While not technically three-dimensional, though, Mario’s latest Goomba-stomping romp pops off the screen like no entry in the popular franchise before it. Forgoing the series’ oft-used side-scrolling formula in favor of layered level layouts that stretch to foregrounds, backgrounds, and any space in between, 3D World is a platforming fan’s paradise. Toss in stunning HD visuals, complemented by a rainbow-shaming color palette and plenty of clever camera perspectives, and 3D World’s Sprixieland is the most imaginative Mario universe I’ve experienced since planet-hopping in the Galaxy games.
More than just painting a pretty picture, the eye-popping presentation translates to the title’s creative level designs as well. Environments are constantly changing, tossing up new eye-candy-coated challenges at every turn; from piloting giant ice skates and exploring a pirate shipwreck to traversing river rapids atop a dinosaur and avoiding a Bullet Bill barrage while riding a Bowser-themed train, this is not your typical Super Mario run-and-jump collect-a-thon.
That’s not to say, of course, players won’t be participating in the series’ staple activities on their quest to scoop up every collectible, discover every secret, and best every baddie. Like any good Mario game worth its weight in shiny, spinning coins, 3D World has fans gathering the familiar gold currency aplenty when they’re not filling their plumber’s tool belt with stars and stamps — off-the-beaten-path goodies needed to unlock all the title’s bonus levels — or stomping on enemies’ heads.
Helping on your journey to save seven kidnapped Sprixie princesses is a host of power-ups and suits, including old standbys (Fire Flowers), fan-favorites (Tanooki Suits), and even some fresh tricks. Most notable among the new ability-granting attire is the Cat Suit. Donned when your character snags a Super Bell, the cute kitty costume was the subject of much pre-release ridicule; turns out, though, the feline suit’s adorableness — and usefulness — elicits far more smiles than snarky remarks. In addition to being as cute as a caterpillar perched on a puppy dog’s pink nose, it allows its owner to scratch, climb, and pounce. Also, did I mention it’s adorable?

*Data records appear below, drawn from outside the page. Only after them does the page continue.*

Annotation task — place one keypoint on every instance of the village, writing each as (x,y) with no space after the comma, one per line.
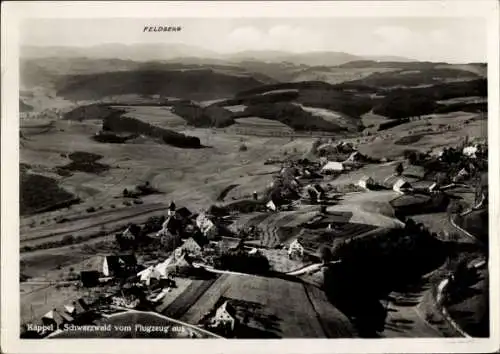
(298,227)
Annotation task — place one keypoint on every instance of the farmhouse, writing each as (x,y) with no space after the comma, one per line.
(225,316)
(53,318)
(461,175)
(183,213)
(316,193)
(333,166)
(270,205)
(172,224)
(189,246)
(470,151)
(206,226)
(171,209)
(401,186)
(89,278)
(295,249)
(118,265)
(366,182)
(147,274)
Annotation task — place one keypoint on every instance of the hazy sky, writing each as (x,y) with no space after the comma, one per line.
(434,39)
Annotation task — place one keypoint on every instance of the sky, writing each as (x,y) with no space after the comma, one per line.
(434,39)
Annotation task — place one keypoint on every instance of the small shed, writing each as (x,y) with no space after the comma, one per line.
(225,316)
(366,182)
(401,186)
(271,206)
(89,278)
(295,249)
(118,265)
(333,166)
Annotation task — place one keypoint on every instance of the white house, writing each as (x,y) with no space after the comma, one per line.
(147,274)
(295,249)
(461,175)
(401,185)
(270,205)
(333,166)
(206,226)
(470,151)
(366,182)
(225,315)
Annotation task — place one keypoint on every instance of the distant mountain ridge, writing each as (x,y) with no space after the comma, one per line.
(149,52)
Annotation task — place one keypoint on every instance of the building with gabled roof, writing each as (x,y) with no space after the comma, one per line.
(295,249)
(401,186)
(366,182)
(206,226)
(333,166)
(225,316)
(271,206)
(118,265)
(191,246)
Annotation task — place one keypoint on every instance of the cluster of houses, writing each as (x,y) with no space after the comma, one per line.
(180,224)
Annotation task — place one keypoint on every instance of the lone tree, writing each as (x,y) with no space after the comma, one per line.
(399,169)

On top of the many powers and abilities acquired throughout the game, each of the four playable characters sports unique skills; Luigi jumps higher, Toad is faster, Princess Peach can hover, and Mario’s the best all-around platforming athlete. 3D World can be played cooperatively with up to four players or solo. The former is fun, especially when a pair of players’ co-op strategy gives way to some friendly competitive shenanigans, but things become a bit too chaotic when more than two Mushroom Kingdom citizens are bouncing around simultaneously. Thanks to the “3D” level designs, the co-op is leaps and bounds better than it is in the New Super Mario Bros. entries, but I still enjoyed this one most when I had Sprixieland’s lovely sights and sounds all to myself.
3D World is still very much a traditional Super Mario game at its core. Players can count on crushing Koopa Troopas, collecting stars, and battling Bowser and his many mini-boss minions, but they can also plan on doing so in one of the most imaginative and clever universes the series’ creators have ever conjured.
It falls short of perfection simply because it’s so heavily based on its portable predecessor and isn’t a totally original take — as Super Mario Galaxy was — on the franchise’s tried-and-true template. That said, the struggling Wii U’s first must-buy title is brimming with unbridled creativity and the sort of smile-inducing fun we all felt the first time we learned Princess Peach was in another castle.